Lost and Found

January 15, 2019

Time to dust off some cobwebs

This was once a different space. One where I wrote freely about everything that was going on around here without fear that it would unwittingly become part of the board game news cycle. Not that I have anything wrong with the board game news cycle. It tells people about important stuff, and back then, I wasn't doing anything anyone would have considered important.

Somehow, though, I guess I became important? It's weird, but because of that, you become more reserved. You stop writing for yourself. You stop even writing for your dedicated fans. Instead, you find yourself writing to the entire community, and you only feel like you should say something - you should announce something - when it is the perfect time to do so. A time that will have a maximal impact on...something. The overall perception of your brand, I guess?

What I am trying to say is, I'd like to tell you about a game I'm working on. And when I talk about it, I'd really just like to do away with all expectations. No expectations of when or how it will be published, whether it will fit into the Gloomhaven universe, who will do the artwork, or any other question of that type. It's not an announcement.

You see, I miss the way this space used to be. Not just in a nostalgic way, but in the way that it was incredibly helpful to just talk through ideas. See them formed on a page and think them through. I guess you could do that in any old word processor, but having an audience, however large or small, adds stakes. It adds accountability. And sometimes I feel that's what I am lacking these days. It's hard to work on a game I can't talk to anyone about. There's just no pressure to get anything done.

This game I want to tell you about? I started working on it maybe three and half years ago. Not that I have much to show for it. I made a prototype, it didn't work very well, and I never really went back to it.

But I want to. I love the concept, and over the last couple months, I've started collecting ideas on how to improve it. I think it's time to bring it back out into the light and hammer on it for a while, and I'd really, really like to talk through the design process here. I think it could be motivating for me, and, if we're really lucky, maybe even instructive for other people.

And with that giant preamble that took up most of our space, I guess we should now get to it.

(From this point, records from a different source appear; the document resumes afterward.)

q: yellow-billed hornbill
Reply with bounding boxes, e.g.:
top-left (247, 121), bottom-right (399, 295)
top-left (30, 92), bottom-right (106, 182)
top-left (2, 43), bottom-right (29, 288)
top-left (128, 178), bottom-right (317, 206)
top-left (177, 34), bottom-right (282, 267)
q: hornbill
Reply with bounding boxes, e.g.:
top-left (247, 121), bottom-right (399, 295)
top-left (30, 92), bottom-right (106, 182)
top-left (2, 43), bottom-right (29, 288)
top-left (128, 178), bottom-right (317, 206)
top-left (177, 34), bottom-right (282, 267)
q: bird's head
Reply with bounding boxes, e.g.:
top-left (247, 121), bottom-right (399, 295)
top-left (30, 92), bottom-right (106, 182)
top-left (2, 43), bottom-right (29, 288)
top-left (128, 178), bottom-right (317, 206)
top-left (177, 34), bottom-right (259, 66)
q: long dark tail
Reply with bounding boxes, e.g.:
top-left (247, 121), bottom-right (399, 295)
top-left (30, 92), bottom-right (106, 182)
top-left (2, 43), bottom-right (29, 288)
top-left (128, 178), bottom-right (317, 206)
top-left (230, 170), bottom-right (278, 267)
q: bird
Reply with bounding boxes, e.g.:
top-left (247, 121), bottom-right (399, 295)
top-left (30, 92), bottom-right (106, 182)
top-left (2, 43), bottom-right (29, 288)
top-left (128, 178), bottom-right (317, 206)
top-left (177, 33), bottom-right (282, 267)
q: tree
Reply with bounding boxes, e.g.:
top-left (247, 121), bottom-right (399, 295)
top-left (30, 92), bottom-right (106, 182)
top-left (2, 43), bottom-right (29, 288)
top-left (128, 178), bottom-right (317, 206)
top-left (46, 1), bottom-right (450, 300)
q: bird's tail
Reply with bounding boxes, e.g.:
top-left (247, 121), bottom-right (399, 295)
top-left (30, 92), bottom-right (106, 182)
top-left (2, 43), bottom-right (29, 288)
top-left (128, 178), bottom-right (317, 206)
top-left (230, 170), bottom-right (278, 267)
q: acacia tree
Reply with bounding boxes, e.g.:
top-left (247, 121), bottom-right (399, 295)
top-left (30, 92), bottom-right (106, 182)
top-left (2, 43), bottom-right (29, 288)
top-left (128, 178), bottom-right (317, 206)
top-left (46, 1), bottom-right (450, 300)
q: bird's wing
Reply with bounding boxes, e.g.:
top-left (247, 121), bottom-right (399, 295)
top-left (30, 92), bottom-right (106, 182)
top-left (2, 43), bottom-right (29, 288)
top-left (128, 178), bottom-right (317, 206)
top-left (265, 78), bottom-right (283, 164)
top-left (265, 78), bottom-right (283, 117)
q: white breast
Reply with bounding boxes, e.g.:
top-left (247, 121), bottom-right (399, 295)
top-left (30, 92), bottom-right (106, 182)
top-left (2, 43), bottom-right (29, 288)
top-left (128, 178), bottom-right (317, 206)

This is definitely going to be a series of posts, written whenever I have something to say about it, so I think we'll just start off talking about the theme.

Some old images of the lab I lived in.

I spent a large portion of my life working in a physics lab, and that world has intrigued me from a game design perspective ever since. "Write what you know," I suppose, but maybe that's the wrong place to start this, because what really got this idea going was the concept of parallel universes (which, admittedly, is pushing the concept of "physics lab" heavily into the realm of science fiction).

The 5-second pitch is, "What if you were playing two inter-connected worker-placement games in two mirror universes?" Basically, a team of physicists opens a door into a mirror universe and finds mirror versions of themselves. They then have to figure out how to close the door, and the one who contributed the most to the endeavor gets to be first author on the ground-breaking, Nobel Prize-winning paper that they will write.

Worker placement is kind of a tired mechanic, but I think it could work well here, as there are different types of workers with different specializations (professor, post doc, graduate student, undergrad), which should add some spice to the proceedings.

But anyway, the idea is that, at the start of the game, you've got these two parallel universes, which, because the door is open, can behave independently of each other. Workers can even move back and forth between the two and possibly even receive various bonuses for doing so. But you're working toward closing the door, so after some objectives are complete, movement becomes more restrictive. The two copies of any specific worker you have need to be on opposite sides of the door or they will blink out of existence, which would not reflect well on you.

Then, as the door closes further, they once again begin to act as mirror worlds, where every move you make on one side must be mirrored with the corresponding worker on the other side. Except you were allowed to act freely before, so the two universes were built in different ways throughout the game. Placing a worker in a specific space on one side does action X, but when it's mirrored on the other side, it produces action Y. So it becomes a matter of spatially building your lab in such a way as to produce efficient actions in the end game.

Or at least that's part of it, and it's still pretty theoretical at this point. Like I said, I made a prototype of these concepts a long time ago, and it didn't work very well at all. But next time we'll get into where I'm taking it moving forward and maybe even make a new prototype.

And since I'll probably want to refer to the project by a specific name, I was always keen on calling it What We Found There, an allusion to Lewis Carroll's Through the Looking Glass. Maybe it's too long of a title, but I think it has a nice ring to it.